The 10-hour surgery took place in early July and involved a 40-member team of nurses, doctors and surgeons led by Dr. L. Scott Levin, chairman of the department of orthopedic surgery at Penn Medicine and director of the hand transplantation program at Children's Hospital.

Child gets double hand transplant 06:20

During the operation, the donor's hands and forearms were attached by connecting bone, blood vessels, nerves, muscles, tendons and skin. The surgical team was divided into four working groups, two focused on the donor hands, and two focused on the recipient. First, the bones in his arm were connected with steel plates and screws. Next, microvascular surgical techniques were used to connect the arteries and veins. Once blood began flowing through the reconnected blood vessels, surgeons repaired and rejoined each muscle and tendon one-by-one. Then they reattached nerves and closed the surgical sites.

"The success of Penn's first bilateral hand transplant on an adult, performed in 2011, gave us a foundation to adapt the intricate techniques and coordinated plans required to perform this type of complex procedure on a child," Levin said in a press statement. "CHOP is one of the few places in the world that offer the capabilities necessary to push the limits of medicine to give a child a drastically improved quality of life."

Harvey, from a suburb of Baltimore, is a bright and precocious little boy who has told his doctors that he cannot wait to someday hang on the monkey bars.
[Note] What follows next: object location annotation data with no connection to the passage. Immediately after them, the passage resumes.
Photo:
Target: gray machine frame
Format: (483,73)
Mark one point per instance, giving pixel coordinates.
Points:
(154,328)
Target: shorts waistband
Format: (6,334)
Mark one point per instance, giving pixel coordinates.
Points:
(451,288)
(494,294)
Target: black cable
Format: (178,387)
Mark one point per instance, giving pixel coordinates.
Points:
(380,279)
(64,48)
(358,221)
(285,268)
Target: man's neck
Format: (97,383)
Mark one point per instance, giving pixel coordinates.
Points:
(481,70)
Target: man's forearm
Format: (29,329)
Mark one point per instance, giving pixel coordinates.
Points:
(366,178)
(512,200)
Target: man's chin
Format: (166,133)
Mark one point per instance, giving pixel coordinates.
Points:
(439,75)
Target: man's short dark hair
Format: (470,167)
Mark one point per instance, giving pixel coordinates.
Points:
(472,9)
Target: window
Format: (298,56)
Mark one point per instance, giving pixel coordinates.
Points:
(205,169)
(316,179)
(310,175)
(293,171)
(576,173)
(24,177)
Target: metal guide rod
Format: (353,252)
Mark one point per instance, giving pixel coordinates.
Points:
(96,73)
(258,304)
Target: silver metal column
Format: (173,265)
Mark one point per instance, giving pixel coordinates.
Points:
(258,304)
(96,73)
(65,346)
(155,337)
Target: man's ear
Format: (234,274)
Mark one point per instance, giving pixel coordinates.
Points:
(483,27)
Despite his difficulties, the child had adapted well to life without hands, learning to eat, write and play video games. He is very active and has prosthetics for his feet so he can walk, run and jump on his own.

Only 25 hand transplants have been done in the world. Harvey is the first child to receive such a procedure.

Double hand transplantation is a complex procedure that involves many surgical and non-surgical components. The potential recipient must first undergo extensive medical screenings and evaluations. Harvey was an ideal transplant candidate due to his previous medical condition.

"Zion's kidney transplant following his infection made him a candidate for transplant because he was already taking anti-rejection medication," Dr. Benjamin Chang, co-director of CHOP's Hand Transplant Program and associate chief of the Division of Plastic Surgery at Penn Medicine, said.

Harvey still has years of growth and development ahead, and doctors say his new arms will grow along with him.

"Once we reattached the parts, the growth plates stay open and allow the amputated part to grow," Levin said at a press conference about the surgery. "So we have every reason to believe that because Zion's hands are alive and his growth plates are in tact from the donor that he will grow like a normal child."

Harvey gets rigorous therapy several times a day and can already move his hands a little. He is scheduled to return home to Maryland in several weeks.

In a video produced by CHOP (below), Levin said he hopes that Zion will be the first of "literally hundreds or thousands of patients that are going to be afforded this operation."